SM13G-08:
Propagation of Pi2 Pulsations through the Braking Region: Results from UCLA and Lyon-Fedder-Mobarry Global MHD Simulations

Monday, 15 December 2014: 3:16 PM
Jodie Barker Ream1, Raymond J Walker2, Margaret Kivelson1, Maha Ashour-Abdalla3, Mostafa El-Alaoui4 and Michael James Wiltberger5, (1)University of California Los Angeles, Los Angeles, CA, United States, (2)University of California Los Angeles, Earth, Planetary, and Space Sciences, Los Angeles, CA, United States, (3)UCLA-IGPP, Los Angeles, CA, United States, (4)University of California Los Angeles, Physics and Astronomy, Los Angeles, CA, United States, (5)National Center for Atmospheric Research, High Altitude Observatory, Boulder, CO, United States
Abstract:
The relationship between the onset of Pi2 pulsations in ground magnetometers and substorm onset has been used extensively over the years to determine when and where substorm onset takes place. However, there are still many questions concerning how and where the Pi2 pulsations themselves are generated, how they propagate through the system, and their relationship to flow bursts in the plasma sheet.

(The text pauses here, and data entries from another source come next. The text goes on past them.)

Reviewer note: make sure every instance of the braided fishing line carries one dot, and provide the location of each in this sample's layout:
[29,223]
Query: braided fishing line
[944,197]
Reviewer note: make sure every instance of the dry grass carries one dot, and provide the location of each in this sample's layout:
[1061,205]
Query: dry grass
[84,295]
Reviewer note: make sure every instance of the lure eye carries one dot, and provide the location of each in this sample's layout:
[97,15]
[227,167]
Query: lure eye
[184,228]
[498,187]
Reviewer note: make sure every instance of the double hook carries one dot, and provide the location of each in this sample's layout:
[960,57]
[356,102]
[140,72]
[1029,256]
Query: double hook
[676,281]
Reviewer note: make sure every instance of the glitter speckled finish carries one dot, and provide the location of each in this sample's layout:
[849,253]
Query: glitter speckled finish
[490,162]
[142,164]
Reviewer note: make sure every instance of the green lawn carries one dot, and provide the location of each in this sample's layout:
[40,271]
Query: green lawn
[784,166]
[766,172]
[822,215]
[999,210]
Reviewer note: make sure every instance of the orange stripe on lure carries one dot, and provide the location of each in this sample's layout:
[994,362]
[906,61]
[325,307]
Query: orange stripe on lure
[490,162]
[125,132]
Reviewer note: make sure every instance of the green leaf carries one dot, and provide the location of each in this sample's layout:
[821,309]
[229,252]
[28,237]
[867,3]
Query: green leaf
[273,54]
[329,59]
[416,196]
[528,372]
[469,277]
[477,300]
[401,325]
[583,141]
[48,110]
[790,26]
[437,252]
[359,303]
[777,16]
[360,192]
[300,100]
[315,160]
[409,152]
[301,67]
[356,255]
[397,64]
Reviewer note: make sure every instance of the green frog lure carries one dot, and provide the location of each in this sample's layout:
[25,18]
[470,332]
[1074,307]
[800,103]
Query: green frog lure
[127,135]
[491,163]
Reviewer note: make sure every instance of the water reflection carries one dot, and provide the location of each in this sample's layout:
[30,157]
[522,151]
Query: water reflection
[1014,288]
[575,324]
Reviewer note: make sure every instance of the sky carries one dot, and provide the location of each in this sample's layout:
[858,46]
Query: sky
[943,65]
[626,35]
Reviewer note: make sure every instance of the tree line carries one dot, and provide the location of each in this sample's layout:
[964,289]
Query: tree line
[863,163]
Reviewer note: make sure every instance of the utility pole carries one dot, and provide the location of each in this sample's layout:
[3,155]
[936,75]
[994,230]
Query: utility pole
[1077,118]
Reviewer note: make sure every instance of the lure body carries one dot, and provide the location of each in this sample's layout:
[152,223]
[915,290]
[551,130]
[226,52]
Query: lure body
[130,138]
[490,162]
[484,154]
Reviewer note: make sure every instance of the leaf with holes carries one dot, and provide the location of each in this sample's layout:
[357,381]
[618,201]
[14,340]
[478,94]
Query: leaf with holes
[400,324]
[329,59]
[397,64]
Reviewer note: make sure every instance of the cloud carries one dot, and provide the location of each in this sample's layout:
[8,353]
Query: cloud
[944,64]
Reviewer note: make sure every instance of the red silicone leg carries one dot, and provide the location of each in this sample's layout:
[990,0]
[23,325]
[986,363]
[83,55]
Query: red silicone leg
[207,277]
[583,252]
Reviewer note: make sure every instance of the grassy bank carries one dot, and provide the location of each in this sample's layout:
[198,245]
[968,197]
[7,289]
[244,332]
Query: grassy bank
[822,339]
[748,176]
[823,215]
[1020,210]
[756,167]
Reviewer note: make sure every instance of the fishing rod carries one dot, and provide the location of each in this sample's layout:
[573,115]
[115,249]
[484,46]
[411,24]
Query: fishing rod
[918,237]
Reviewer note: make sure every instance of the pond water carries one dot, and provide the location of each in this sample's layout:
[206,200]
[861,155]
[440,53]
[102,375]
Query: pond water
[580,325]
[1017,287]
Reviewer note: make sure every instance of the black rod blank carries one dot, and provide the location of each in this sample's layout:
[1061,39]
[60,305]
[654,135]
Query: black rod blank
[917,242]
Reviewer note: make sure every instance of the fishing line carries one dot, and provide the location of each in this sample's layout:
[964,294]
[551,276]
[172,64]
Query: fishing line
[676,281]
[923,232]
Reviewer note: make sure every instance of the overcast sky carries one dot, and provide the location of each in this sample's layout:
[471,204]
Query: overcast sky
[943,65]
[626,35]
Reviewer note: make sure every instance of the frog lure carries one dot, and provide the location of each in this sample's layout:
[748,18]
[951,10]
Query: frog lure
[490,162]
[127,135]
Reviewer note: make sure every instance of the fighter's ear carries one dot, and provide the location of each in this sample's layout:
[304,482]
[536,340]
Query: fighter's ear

In order to investigate Pi2 generation and propagation through the magnetosphere, and their relationship to bursty flows, we have modeled a substorm on 14-Sep-2004 using both the Lyon-Fedder-Mobarry (LFM) and the UCLA 3D global magnetohydrodynamic (MHD) models. By using two different models we show that the perturbations develop as a result of the equations, and do not depend on the set-up or numerical methods used in a particular model. The results from both models show that, in the braking region, the region where flows are slowed as they approach the inner edge of the plasma sheet, Pi2 period pulsations develop in the magnetic field, velocity, and pressure, concurrently with the arrival of fast earthward flows and their associated dipolarization fronts. The disturbance generated by the fast flows at the inner edge of the plasma sheet creates Alfvén waves that map to auroral regions and compressional waves that propagate deeper into the inner magnetosphere. The fast flows also generate Pi2 period fluctuations in the field aligned currents at the inner edge of the plasma sheet and in the inner magnetosphere.